The demand for running LLMs locally has been growing recently. Whether it's for privacy-sensitive projects, development in environments with unstable internet connections, or various other reasons, local LLMs are gaining significant attention.
In this article, I'll walk you through setting up a local LLM development environment on Windows using Ollama and VSCode's Cline extension to run the gpt-oss:20b model. I tested this setup on a PC with 32GB of RAM.
Prerequisites
The environment I tested includes:
- Windows 11
- 32GB RAM
- Sufficient storage space (several GB needed for model files)
- VSCode already installed
Installing Ollama
First, let's install Ollama, which will serve as our local LLM runtime environment.
1. Download the Installer
Visit the official Ollama website and download the installer by clicking "Download for Windows".
2. Run the Installation
Execute the downloaded installer and follow the on-screen instructions to complete the installation. No special configuration is needed - the default settings work fine.
Downloading the gpt-oss:20b Model
Next, let's download the LLM model we'll actually use.
1. Launch the Ollama App
Once installation is complete, launch the Ollama application.
2. Select and Download the Model
In the app, select "gpt-oss:20b" from the model selection screen. Enter any message and the model download will automatically begin.
Since this is a 20B parameter model, the download will take some time.

3. Configure Context Length
After the download completes, go to Settings > Context length and set the Context length to 4k (default value). If you have more memory available, you can adjust this later.
4. Restart the System
Restart your PC once to ensure the settings are properly applied.
Verifying the Installation
Let's verify that Ollama was installed correctly.
Open PowerShell (close and reopen it) and run the following command:
ollama --version
If a version number is displayed, the installation was successful.
ollama version is 0.11.4
You should see output similar to this.
Installing Cline in VSCode
Now let's install the Cline extension in VSCode to set up the LLM integration environment.
1. Install the Cline Extension
Launch VSCode and search for "Cline" in the Extensions tab, then install it.
2. Configure Cline
After installation, configure Cline with the following settings:
API Provider: Ollama
Model: gpt-oss:20b
Model Context Window: 4096
Request Timeout: 300000
Details for each setting:
- API Provider: Select Ollama
- Model: Specify gpt-oss:20b
- Model Context Window: Set to 4096 to match Ollama's setting
- Request Timeout: Set to 300000ms (5 minutes)

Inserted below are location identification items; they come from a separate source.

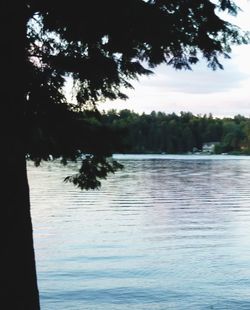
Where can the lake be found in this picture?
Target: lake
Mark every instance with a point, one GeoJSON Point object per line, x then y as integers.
{"type": "Point", "coordinates": [166, 232]}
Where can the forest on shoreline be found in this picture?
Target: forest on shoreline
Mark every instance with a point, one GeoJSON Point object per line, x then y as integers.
{"type": "Point", "coordinates": [158, 132]}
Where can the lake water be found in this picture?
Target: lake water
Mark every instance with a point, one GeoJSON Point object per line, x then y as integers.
{"type": "Point", "coordinates": [167, 232]}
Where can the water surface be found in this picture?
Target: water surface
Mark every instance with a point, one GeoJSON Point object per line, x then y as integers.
{"type": "Point", "coordinates": [167, 232]}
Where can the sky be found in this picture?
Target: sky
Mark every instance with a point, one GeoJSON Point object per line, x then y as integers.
{"type": "Point", "coordinates": [200, 91]}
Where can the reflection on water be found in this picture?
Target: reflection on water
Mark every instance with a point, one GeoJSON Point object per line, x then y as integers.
{"type": "Point", "coordinates": [167, 232]}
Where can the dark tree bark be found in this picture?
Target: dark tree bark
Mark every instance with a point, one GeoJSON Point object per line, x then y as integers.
{"type": "Point", "coordinates": [19, 283]}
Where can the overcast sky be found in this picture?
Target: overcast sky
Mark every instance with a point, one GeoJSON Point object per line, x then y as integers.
{"type": "Point", "coordinates": [222, 92]}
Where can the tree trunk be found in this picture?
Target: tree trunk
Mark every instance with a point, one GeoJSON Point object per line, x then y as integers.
{"type": "Point", "coordinates": [19, 283]}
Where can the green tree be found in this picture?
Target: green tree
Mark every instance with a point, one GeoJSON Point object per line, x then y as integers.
{"type": "Point", "coordinates": [101, 45]}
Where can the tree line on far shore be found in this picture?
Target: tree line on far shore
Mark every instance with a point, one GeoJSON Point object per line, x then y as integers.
{"type": "Point", "coordinates": [158, 132]}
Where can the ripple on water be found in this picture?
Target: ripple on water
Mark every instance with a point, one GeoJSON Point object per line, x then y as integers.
{"type": "Point", "coordinates": [168, 233]}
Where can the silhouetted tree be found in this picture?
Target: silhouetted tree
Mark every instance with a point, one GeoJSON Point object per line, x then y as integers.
{"type": "Point", "coordinates": [101, 45]}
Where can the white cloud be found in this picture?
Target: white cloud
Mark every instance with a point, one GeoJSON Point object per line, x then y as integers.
{"type": "Point", "coordinates": [223, 93]}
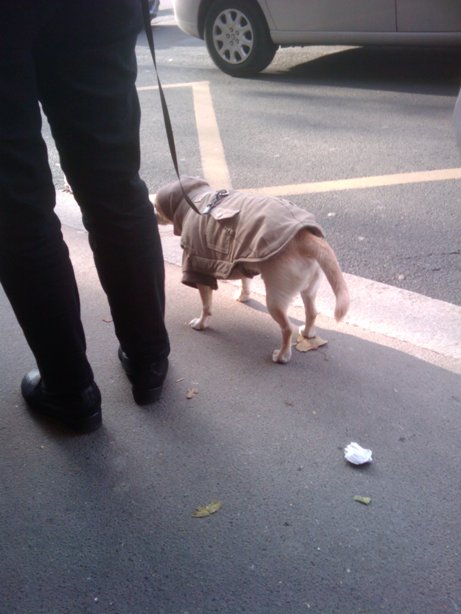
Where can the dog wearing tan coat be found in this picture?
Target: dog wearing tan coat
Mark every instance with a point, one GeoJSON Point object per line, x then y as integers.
{"type": "Point", "coordinates": [239, 235]}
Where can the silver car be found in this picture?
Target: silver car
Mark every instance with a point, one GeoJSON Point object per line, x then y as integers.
{"type": "Point", "coordinates": [242, 36]}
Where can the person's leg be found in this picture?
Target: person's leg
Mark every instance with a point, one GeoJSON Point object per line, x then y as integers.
{"type": "Point", "coordinates": [35, 269]}
{"type": "Point", "coordinates": [89, 96]}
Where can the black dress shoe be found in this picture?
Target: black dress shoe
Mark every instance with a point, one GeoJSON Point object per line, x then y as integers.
{"type": "Point", "coordinates": [146, 380]}
{"type": "Point", "coordinates": [80, 411]}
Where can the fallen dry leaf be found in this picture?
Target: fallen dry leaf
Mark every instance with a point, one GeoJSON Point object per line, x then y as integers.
{"type": "Point", "coordinates": [207, 510]}
{"type": "Point", "coordinates": [305, 345]}
{"type": "Point", "coordinates": [191, 393]}
{"type": "Point", "coordinates": [364, 500]}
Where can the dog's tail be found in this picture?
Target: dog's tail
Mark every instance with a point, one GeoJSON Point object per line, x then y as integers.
{"type": "Point", "coordinates": [319, 249]}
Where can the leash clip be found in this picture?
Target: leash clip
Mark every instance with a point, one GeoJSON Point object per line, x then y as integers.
{"type": "Point", "coordinates": [217, 198]}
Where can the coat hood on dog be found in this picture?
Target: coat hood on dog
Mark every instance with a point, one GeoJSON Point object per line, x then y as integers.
{"type": "Point", "coordinates": [170, 199]}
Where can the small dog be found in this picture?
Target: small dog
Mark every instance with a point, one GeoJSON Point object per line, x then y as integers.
{"type": "Point", "coordinates": [238, 236]}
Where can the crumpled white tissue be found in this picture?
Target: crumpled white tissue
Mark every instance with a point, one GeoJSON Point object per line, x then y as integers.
{"type": "Point", "coordinates": [357, 455]}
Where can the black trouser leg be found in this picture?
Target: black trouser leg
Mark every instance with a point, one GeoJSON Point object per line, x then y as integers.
{"type": "Point", "coordinates": [94, 115]}
{"type": "Point", "coordinates": [35, 269]}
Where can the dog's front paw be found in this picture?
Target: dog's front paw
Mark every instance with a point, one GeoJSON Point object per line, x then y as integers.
{"type": "Point", "coordinates": [242, 297]}
{"type": "Point", "coordinates": [280, 357]}
{"type": "Point", "coordinates": [197, 324]}
{"type": "Point", "coordinates": [310, 334]}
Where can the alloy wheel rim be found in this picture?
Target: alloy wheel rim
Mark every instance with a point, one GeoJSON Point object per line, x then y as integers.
{"type": "Point", "coordinates": [233, 36]}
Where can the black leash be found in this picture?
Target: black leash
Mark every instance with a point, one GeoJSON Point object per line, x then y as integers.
{"type": "Point", "coordinates": [166, 114]}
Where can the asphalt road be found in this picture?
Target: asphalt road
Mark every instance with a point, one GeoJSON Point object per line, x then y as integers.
{"type": "Point", "coordinates": [104, 523]}
{"type": "Point", "coordinates": [324, 114]}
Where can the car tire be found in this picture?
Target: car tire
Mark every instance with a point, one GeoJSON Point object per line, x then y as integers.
{"type": "Point", "coordinates": [237, 37]}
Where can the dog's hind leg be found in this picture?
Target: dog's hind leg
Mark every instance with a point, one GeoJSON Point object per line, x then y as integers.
{"type": "Point", "coordinates": [206, 294]}
{"type": "Point", "coordinates": [308, 295]}
{"type": "Point", "coordinates": [277, 305]}
{"type": "Point", "coordinates": [244, 294]}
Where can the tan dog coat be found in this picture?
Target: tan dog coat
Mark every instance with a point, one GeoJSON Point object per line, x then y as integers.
{"type": "Point", "coordinates": [240, 230]}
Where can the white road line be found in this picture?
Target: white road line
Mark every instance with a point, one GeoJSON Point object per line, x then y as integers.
{"type": "Point", "coordinates": [214, 165]}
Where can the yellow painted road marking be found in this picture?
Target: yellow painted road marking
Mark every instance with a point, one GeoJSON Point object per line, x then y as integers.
{"type": "Point", "coordinates": [215, 168]}
{"type": "Point", "coordinates": [357, 183]}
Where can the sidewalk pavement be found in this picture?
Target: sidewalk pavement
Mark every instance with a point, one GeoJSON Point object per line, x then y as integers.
{"type": "Point", "coordinates": [103, 522]}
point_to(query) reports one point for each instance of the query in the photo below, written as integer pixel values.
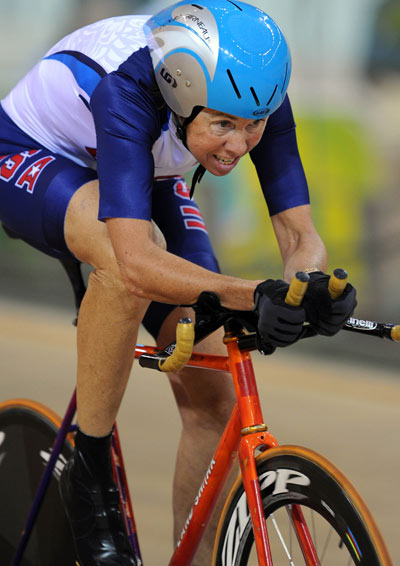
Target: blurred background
(345, 91)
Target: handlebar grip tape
(337, 283)
(183, 349)
(297, 289)
(395, 333)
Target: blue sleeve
(126, 111)
(278, 164)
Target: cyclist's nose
(237, 143)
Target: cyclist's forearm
(308, 253)
(150, 272)
(300, 244)
(167, 278)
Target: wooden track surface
(349, 413)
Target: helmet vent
(234, 84)
(284, 80)
(272, 95)
(238, 7)
(253, 92)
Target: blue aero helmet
(220, 54)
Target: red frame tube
(238, 437)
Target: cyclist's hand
(327, 316)
(279, 324)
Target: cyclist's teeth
(224, 160)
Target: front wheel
(296, 482)
(27, 433)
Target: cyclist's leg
(204, 398)
(109, 317)
(107, 328)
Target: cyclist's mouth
(225, 164)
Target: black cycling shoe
(91, 502)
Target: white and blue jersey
(93, 99)
(91, 109)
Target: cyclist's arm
(299, 242)
(150, 272)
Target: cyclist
(94, 141)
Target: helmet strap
(181, 134)
(197, 177)
(181, 126)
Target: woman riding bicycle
(94, 141)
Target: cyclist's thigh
(183, 227)
(36, 186)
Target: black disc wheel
(298, 483)
(27, 434)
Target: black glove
(327, 316)
(279, 324)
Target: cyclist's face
(219, 140)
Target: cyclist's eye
(255, 125)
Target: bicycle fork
(255, 437)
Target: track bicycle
(289, 506)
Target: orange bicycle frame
(245, 432)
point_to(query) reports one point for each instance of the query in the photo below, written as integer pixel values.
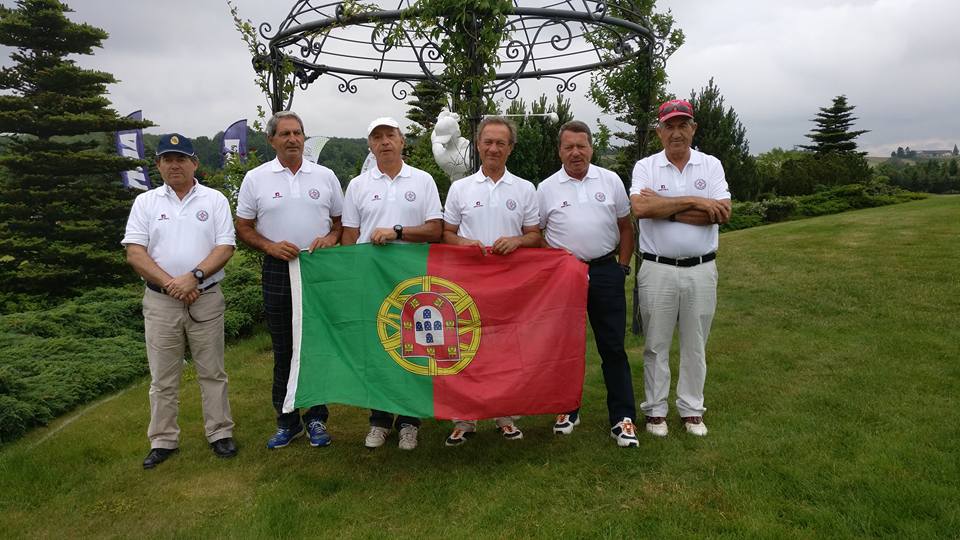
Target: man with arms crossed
(391, 202)
(285, 206)
(680, 196)
(584, 209)
(492, 208)
(178, 238)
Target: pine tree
(428, 100)
(720, 134)
(62, 205)
(832, 134)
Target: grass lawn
(832, 394)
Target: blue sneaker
(318, 434)
(283, 437)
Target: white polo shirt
(486, 210)
(375, 200)
(581, 215)
(293, 207)
(179, 234)
(701, 177)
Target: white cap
(382, 121)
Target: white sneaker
(657, 425)
(508, 429)
(625, 434)
(695, 425)
(565, 423)
(376, 437)
(462, 429)
(408, 437)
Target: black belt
(156, 288)
(689, 261)
(612, 256)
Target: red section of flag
(532, 306)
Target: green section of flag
(342, 290)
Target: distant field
(832, 412)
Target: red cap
(674, 108)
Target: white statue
(450, 150)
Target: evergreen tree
(62, 205)
(428, 100)
(832, 132)
(720, 134)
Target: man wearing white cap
(179, 237)
(286, 206)
(391, 202)
(680, 196)
(492, 209)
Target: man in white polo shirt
(391, 202)
(286, 206)
(178, 238)
(584, 209)
(492, 209)
(680, 196)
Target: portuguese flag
(433, 330)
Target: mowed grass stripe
(831, 393)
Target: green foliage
(62, 205)
(812, 172)
(52, 360)
(720, 134)
(829, 201)
(428, 99)
(632, 90)
(832, 134)
(929, 176)
(535, 156)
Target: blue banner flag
(130, 144)
(235, 140)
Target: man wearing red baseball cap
(680, 197)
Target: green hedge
(829, 201)
(56, 359)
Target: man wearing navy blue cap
(179, 236)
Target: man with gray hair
(496, 211)
(584, 209)
(285, 206)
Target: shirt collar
(507, 178)
(592, 172)
(377, 174)
(305, 165)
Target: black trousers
(279, 310)
(607, 310)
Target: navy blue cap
(175, 142)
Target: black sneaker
(157, 456)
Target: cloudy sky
(775, 62)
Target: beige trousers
(672, 297)
(169, 328)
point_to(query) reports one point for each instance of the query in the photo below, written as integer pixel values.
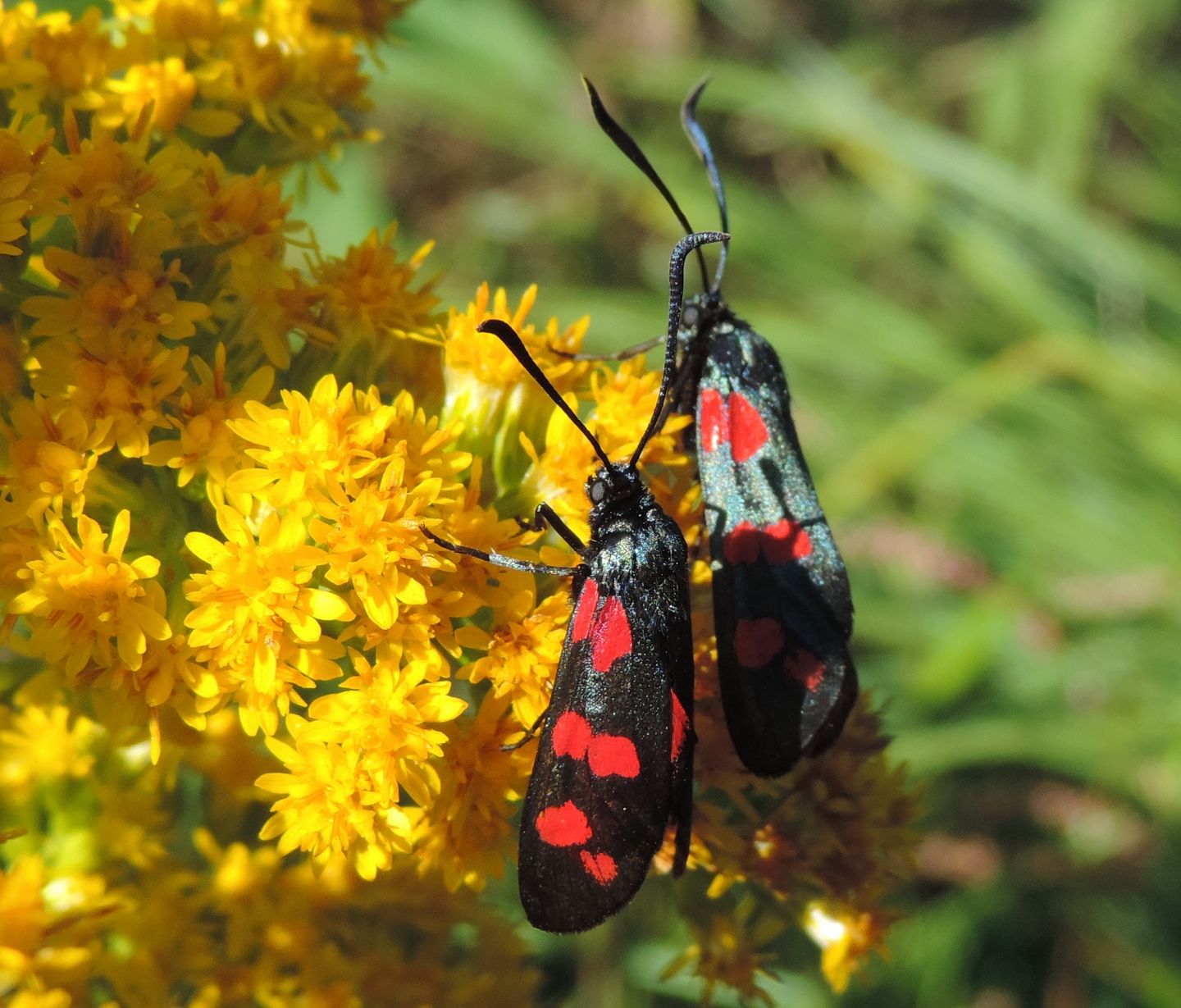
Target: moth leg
(501, 560)
(545, 515)
(626, 353)
(512, 747)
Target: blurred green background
(960, 224)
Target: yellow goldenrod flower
(50, 455)
(522, 653)
(44, 743)
(467, 832)
(369, 299)
(846, 938)
(732, 949)
(349, 763)
(486, 385)
(48, 923)
(207, 445)
(257, 619)
(84, 598)
(166, 85)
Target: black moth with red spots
(781, 595)
(614, 761)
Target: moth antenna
(508, 335)
(705, 153)
(631, 149)
(676, 290)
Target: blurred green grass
(960, 222)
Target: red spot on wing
(786, 540)
(711, 420)
(563, 825)
(613, 754)
(572, 735)
(601, 868)
(679, 727)
(612, 635)
(757, 641)
(807, 668)
(584, 613)
(748, 433)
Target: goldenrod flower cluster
(253, 723)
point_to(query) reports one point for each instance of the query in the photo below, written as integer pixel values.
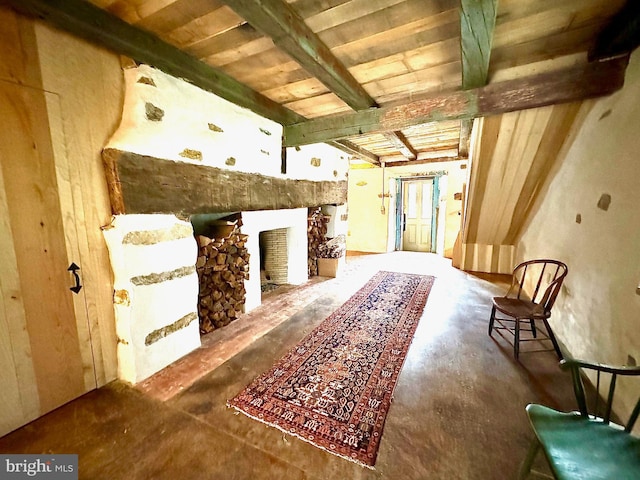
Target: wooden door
(41, 355)
(418, 215)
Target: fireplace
(163, 169)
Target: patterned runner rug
(334, 388)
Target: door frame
(401, 183)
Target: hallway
(458, 409)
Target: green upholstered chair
(535, 285)
(587, 445)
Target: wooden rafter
(573, 84)
(278, 20)
(621, 36)
(291, 34)
(399, 141)
(353, 149)
(85, 20)
(477, 23)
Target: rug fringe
(287, 432)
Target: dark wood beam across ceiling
(278, 20)
(572, 84)
(621, 36)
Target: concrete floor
(458, 410)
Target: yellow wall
(597, 315)
(369, 229)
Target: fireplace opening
(274, 259)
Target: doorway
(417, 214)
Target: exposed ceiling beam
(465, 136)
(356, 151)
(278, 20)
(98, 26)
(562, 86)
(621, 36)
(477, 23)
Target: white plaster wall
(597, 315)
(253, 141)
(295, 221)
(141, 309)
(198, 120)
(302, 162)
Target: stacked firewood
(316, 236)
(334, 248)
(222, 266)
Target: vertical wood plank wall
(89, 87)
(62, 99)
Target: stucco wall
(597, 315)
(369, 229)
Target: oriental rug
(334, 388)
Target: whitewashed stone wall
(155, 292)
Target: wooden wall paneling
(34, 210)
(72, 216)
(19, 399)
(90, 86)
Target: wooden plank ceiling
(313, 63)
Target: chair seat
(585, 449)
(518, 308)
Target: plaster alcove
(179, 152)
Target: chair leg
(525, 468)
(534, 332)
(516, 339)
(492, 319)
(552, 337)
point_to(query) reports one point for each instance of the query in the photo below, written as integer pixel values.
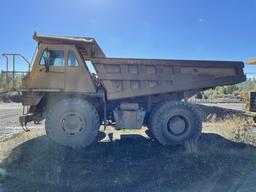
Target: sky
(169, 29)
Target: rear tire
(73, 123)
(175, 122)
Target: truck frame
(123, 93)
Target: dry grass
(6, 146)
(235, 128)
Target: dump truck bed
(123, 78)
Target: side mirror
(46, 64)
(46, 60)
(251, 61)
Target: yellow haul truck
(124, 93)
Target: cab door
(77, 75)
(54, 76)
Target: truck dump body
(123, 78)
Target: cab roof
(87, 47)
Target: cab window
(72, 61)
(54, 58)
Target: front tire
(73, 123)
(175, 122)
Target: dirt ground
(126, 160)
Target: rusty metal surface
(125, 78)
(88, 47)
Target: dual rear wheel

Here is an image of Cline in operation.

Configuration Tips
About Context Window Size
The Context Window size needs to match between both Ollama and Cline. We're setting it to 4096 this time, but if your PC has higher specs, you can set it to a larger size.
About Timeout Settings
Local LLMs tend to respond slower compared to cloud-based APIs. Therefore, I strongly recommend setting the Request Timeout to a longer duration.
Real-World Usage Experience
Performance
To be honest, using local gpt-oss:20b with Cline is quite slow. Compared to cloud-based GPT-4 or Claude 3.5 Sonnet, here are the differences:
Response Speed Comparison
- Cloud APIs: Several seconds to tens of seconds
- Local gpt-oss:20b: Tens of seconds to several minutes
Suitable Use Cases
This environment is particularly effective in the following scenarios:
- Privacy-critical projects: When you don't want to send code or information externally
- Unstable internet connections: Development in offline environments
- Learning and experimentation: When you want to understand LLM operations in detail
- Cost reduction: Long-term projects where you want to minimize API usage fees
Conclusion
Setting up a local LLM environment with Ollama and Cline on Windows is easier to achieve than you might think. However, in terms of performance, it's honestly quite slow.
Advantages
- Complete privacy protection
- No internet connection required
- No API usage fees
- Ideal for learning and experimentation
Disadvantages
- Very slow response times
- Requires large amounts of memory and storage
- High power consumption
While it's challenging to use as a daily replacement for cloud APIs, I think it's a very valuable environment for specific purposes. Particularly for confidential projects or when you want to deeply understand how LLMs work, experience with this environment might be helpful.
If you're interested, I encourage you to give it a try. It's easier to set up than you might think, so it could make for an interesting weekend project.
Note: The content of this article is based on information as of August 2025. Setting methods and behavior may change due to version updates of Ollama and Cline.